L'isoflurano ha una solubilità estremamente bassa nel sangue e nei tessuti corporei. Questa bassa solubilità determina un rapido raggiungimento della pressione parziale alveolare sufficiente per produrre anestesia.
La biotrasformazione dell'isoflurano è estremamente limitata: solo circa lo 0,2% della dose somministrata viene escreto sotto forma di metaboliti. L'isoflurano è metabolizzato in acido trifluoroacetico e difluorometanolo, che a sua volta si idrolizza in acido formico e ione fluoruro. L'emivita di eliminazione urinaria del fluoruro e del fluoruro organico è rispettivamente di 36 e 41 ore.

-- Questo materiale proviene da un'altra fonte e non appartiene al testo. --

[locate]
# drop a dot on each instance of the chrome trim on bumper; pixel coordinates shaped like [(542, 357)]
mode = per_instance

Sebbene il picco di concentrazione di fluoruro inorganico derivante dal catabolismo dell'isoflurano sia generalmente molto inferiore ai livelli potenzialmente nefrotossici, non sono disponibili dati sull'uso del farmaco in pazienti con funzionalità renale compromessa. Pertanto, il prodotto deve essere utilizzato con particolare cautela in questi pazienti o in quelli che ricevono contemporaneamente farmaci nefrotossici.
Caratteristiche cliniche.
Indicazioni.
Induzione e mantenimento dell’anestesia generale inalatoria.
Controindicazioni.
Ipersensibilità all’isoflurano o ad altri anestetici alogenati. Sospetto o confermata predisposizione genetica alla ipertermia maligna (ad esempio pazienti con storia di ipertermia maligna, miopatie come distrofia muscolare, sindrome di King, miotonia, miopatia centronucleare).
L’isoflurano non deve essere somministrato ai pazienti nei quali si è manifestata ittero e/o febbre di origine sconosciuta, o nei pazienti con alterazioni della funzionalità epatica o eosinofilia dopo somministrazione di isoflurano o di un altro anestetico alogenato.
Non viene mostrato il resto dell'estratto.